No fue un discurso inesperado, ni especialmente hiriente tratándose de Catón; en realidad ninguno de los presentes, ni siquiera entre las filas de los
boni
, creyó a Catón. Pero César se encolerizó, indicación de las tremendas tensiones bajo las que había vivido durante meses, que ahora se liberaban porque ya tenía lo que necesitaba.
Se puso en pie, con el rostro de piedra, los orificios nasales dilatados y los ojos destellantes.
—¡Puedes gritar todo lo que quieras, Catón! —dijo con voz de trueno—. ¡Puedes gritar hasta que el cielo se desplome y Roma desaparezca debajo de las aguas! ¡Sí, todos vosotros podéis chillar, balar, vociferar, gemir, gimotear, criticar, murmurar, quejaros! ¡Pero no me importa! ¡Tengo lo que quería y lo he conseguido a pesar de vuestra resistencia! ¡Ahora sentaos y callad, hombrecillos patéticos! ¡Tengo lo que quería, y si me obligáis, lo utilizaré para aplastar vuestras cabezas!
Se sentaron y se callaron, llenos de rabia.
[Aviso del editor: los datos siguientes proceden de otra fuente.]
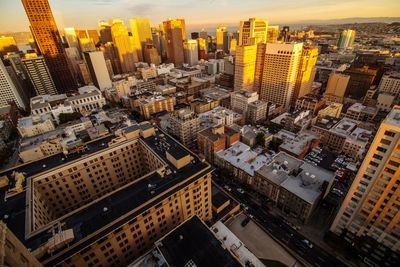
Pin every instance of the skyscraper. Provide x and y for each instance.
(371, 207)
(191, 52)
(72, 39)
(175, 35)
(260, 60)
(306, 74)
(245, 67)
(272, 34)
(39, 74)
(204, 35)
(98, 69)
(253, 31)
(346, 39)
(220, 38)
(7, 45)
(280, 72)
(8, 90)
(124, 45)
(151, 55)
(141, 33)
(45, 32)
(105, 32)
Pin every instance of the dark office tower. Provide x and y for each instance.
(285, 34)
(175, 35)
(48, 40)
(194, 35)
Bien fuera porque aquella protesta contra lo que César consideraba injusticia fuera la causa, o bien lo fuera la acumulación de numerosos insultos, algunos referidos al matrimonio, el hecho fue que desde aquel día la popularidad del cónsul
senior
y de sus aliados empezó a declinar. La opinión pública que, muy enfadada porque el hecho de que Bíbulo se dedicase ahora a la contemplación del cielo le había dado a César las dos Galias, cambió ahora de rumbo hasta quedar revoloteando en actitud claramente de aprobación ante Catón y Bíbulo, que se apresuraron a aprovechar la ventaja.
También lograron comprar al joven Curión, a quien Clodio había liberado de su promesa y estaba deseando hacerle la vida dificil a César. A la menor oportunidad se subía a la tribuna o a la plataforma del templo de Cástor y se ponía a satirizar sin piedad a César y a su sospechoso pasado… y además de un modo irresistiblemente entretenido. Bíbulo también entró en la refriega haciendo exponer en el tablón de anuncios del Foro inferior ingeniosas anécdotas, epigramas, notas y edictos —añadiendo así insulto sobre injuria, pues el tablón de anuncios había sido idea de César—.
Pero las leyes se promulgaron a pesar de todo; la segunda ley de tierras, las diversas leyes que juntas formaban las
leges Vatiniae
, por las cuales se le concedían a César las provincias, y muchas más medidas sin relevancia, aunqué útiles, que César llevaba años impaciente por poner en práctica. Al rey Ptolomeo XI Theos Filopator Filadelfo, llamado Auletes, se le confirmó en el trono egipcio y se le nombró amigo y aliado del pueblo romano. Cuatro mil talentos permanecían en el banco de Balbo, en Gades, pues a Pompeyo y a Craso ya se les había pagado, y Balbo, junto con Tito Labieno, se apresuró a trasladarse al norte de laGalia Cisalpina para comenzar el trabajo. Balbo iba a ocuparse de adquirir armamento y equipo —comprándoselo, siempre que fuera posible, a Lucio Pisón y a Marco Craso—, mientras que Labieno empezó a reclutar la tercera legión para la Galia Cisalpina.